Looking back on the last 12 months, I think I’ll always remember 2008 as one of the best years of my life on nearly every front. It was definitely a year for personal growth and change. At the start of the year I was adapting to a major job shift, forming a new department at work, while at the same time adjusting to no longer having a 2nd career as a music critic after 20 years of writing weekly columns (my newspaper merged at the end of 2007 and the column didn’t survive the merger). I’ve still kept the Pop Stops website alive, and yesterday posted my Best CDs of 2008 list there and in my blog.
In early 2008, my short story collection Needles & Sins (released at the end of 2007), had one of its stories nominated for a Bram Stoker Award, and I spent most of the first half of the year writing my third novel, The 13th, and putting together two anthologies for my Dark Arts Books press — Sins of the Sirens and Like a Chinese Tattoo. Dark Arts Books threw a “Pajama Party” at the World Horror Convention in Salt Lake City to celebrate the release of the anthologies, and the road trip to get there and back is an experience I’ll never forget.
In addition to World Horror Con, I also was a guest at the Milwaukee Massacre, Atlanta’s Dragon*Con, the Chicago Horror Film Festival and Flint, MI’s XcapeCon2 in 2008. I attended the latter three cons as part of my first “book tour” to celebrate the release of my first novel, Covenant, from Leisure Books at the end of August.
Covenant was, of course, my big news for 2008, and I redesigned my web site and set up a mailing list over the summer to prepare for its release. Then, nearly every weekend of the fall, I drove around to bookstores for signings to promote it. In the end, aside from visiting lots of stores near my home in Illinois and Indiana, I also did signings in Racine, WI, Nashville, Cincinnati, Indianapolis, St. Louis and San Francisco, and autographed more than 1,000 copies of Covenant along the way!

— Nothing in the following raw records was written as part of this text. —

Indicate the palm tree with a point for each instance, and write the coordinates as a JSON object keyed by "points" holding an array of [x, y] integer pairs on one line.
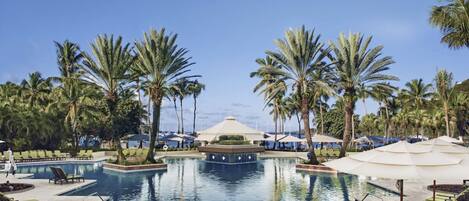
{"points": [[182, 85], [195, 88], [35, 88], [161, 62], [294, 109], [76, 97], [173, 93], [382, 93], [69, 58], [444, 92], [109, 71], [357, 65], [299, 54], [416, 94], [453, 21]]}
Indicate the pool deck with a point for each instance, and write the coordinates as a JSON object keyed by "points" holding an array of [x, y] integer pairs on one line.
{"points": [[45, 191]]}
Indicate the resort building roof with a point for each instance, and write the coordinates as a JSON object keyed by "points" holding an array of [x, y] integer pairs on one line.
{"points": [[230, 126]]}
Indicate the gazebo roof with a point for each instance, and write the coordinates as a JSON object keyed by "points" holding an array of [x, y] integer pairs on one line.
{"points": [[230, 126]]}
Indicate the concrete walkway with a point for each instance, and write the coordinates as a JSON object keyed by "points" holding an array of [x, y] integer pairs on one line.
{"points": [[45, 191]]}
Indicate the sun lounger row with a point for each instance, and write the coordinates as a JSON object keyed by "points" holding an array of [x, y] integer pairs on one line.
{"points": [[85, 154], [34, 155], [135, 152], [62, 177], [328, 153]]}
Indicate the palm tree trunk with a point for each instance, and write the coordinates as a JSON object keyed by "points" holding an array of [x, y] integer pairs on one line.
{"points": [[182, 115], [275, 138], [445, 107], [348, 125], [364, 106], [195, 109], [177, 115], [322, 118], [299, 124], [305, 116], [154, 129]]}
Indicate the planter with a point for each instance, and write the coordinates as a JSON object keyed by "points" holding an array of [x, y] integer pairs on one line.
{"points": [[315, 168], [134, 168], [9, 188]]}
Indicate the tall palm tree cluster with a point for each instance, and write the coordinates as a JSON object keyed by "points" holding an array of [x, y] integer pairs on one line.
{"points": [[307, 71], [98, 92], [419, 108], [303, 73]]}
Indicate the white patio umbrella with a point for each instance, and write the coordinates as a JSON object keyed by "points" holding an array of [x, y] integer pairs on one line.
{"points": [[230, 126], [290, 138], [271, 137], [449, 139], [401, 161], [324, 138]]}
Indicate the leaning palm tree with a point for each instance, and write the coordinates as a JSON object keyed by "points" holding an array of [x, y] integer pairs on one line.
{"points": [[453, 21], [35, 88], [108, 69], [357, 65], [183, 92], [69, 57], [195, 88], [444, 92], [162, 63], [299, 54], [417, 94]]}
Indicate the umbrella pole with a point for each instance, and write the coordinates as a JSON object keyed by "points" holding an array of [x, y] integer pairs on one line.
{"points": [[401, 189], [434, 188]]}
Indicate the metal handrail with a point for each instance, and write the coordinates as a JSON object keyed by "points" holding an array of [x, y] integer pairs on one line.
{"points": [[368, 195], [96, 194]]}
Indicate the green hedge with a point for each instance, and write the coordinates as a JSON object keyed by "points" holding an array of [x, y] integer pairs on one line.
{"points": [[230, 137], [233, 142]]}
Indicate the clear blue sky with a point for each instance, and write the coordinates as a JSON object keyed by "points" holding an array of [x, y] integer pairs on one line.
{"points": [[224, 38]]}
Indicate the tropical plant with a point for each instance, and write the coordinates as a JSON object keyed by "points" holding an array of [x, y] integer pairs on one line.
{"points": [[109, 71], [35, 88], [444, 92], [195, 88], [357, 65], [299, 54], [162, 63], [453, 21]]}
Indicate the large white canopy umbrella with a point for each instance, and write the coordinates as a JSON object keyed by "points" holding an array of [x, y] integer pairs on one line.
{"points": [[324, 138], [230, 126], [449, 139], [401, 161]]}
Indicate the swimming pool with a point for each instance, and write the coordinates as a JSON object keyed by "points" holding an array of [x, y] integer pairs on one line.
{"points": [[194, 179]]}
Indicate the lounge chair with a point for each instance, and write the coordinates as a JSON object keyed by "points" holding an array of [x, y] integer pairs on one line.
{"points": [[50, 155], [61, 176], [59, 155], [132, 152], [89, 153], [139, 153], [41, 155], [25, 156], [17, 156]]}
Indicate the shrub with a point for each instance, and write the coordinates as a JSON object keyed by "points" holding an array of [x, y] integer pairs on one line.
{"points": [[233, 142], [230, 137]]}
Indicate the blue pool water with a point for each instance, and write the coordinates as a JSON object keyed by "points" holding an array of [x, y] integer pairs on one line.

Over the year, I also took my wife and son on vacations to Disney World and to the Wisconsin Dells, and went on a couple trips for work as well. So I spent a LOT of time on the road this year! In fact, I visited the most states I ever have in one year (16): California, Florida, Georgia, Indiana, Iowa, Kentucky, Michigan, Missouri, Nebraska, New Mexico, Ohio, Tennessee, Utah, Wisconsin, Wyoming, Washington, D.C.
Those travels put me in an equal number of major cities for one reason or another: Atlanta, Cheyenne, Chicago, Cincinnati, Des Moines, Indianapolis, Milwaukee, Nashville, Orlando, Salt Lake City, San Diego, San Francisco (twice!), Santa Fe, Springfield, St. Louis (twice), and Washington, D.C. (twice!). If 2008 was just a couple weeks longer, I would be able to add Austin, Texas to the list, since I’ll be there this month.
So for me, it was an amazing year. I saw dozens of new places and met hundreds of new people… and made a lot of new friends along the way. It was often frenetic, but I wouldn’t trade it for the world.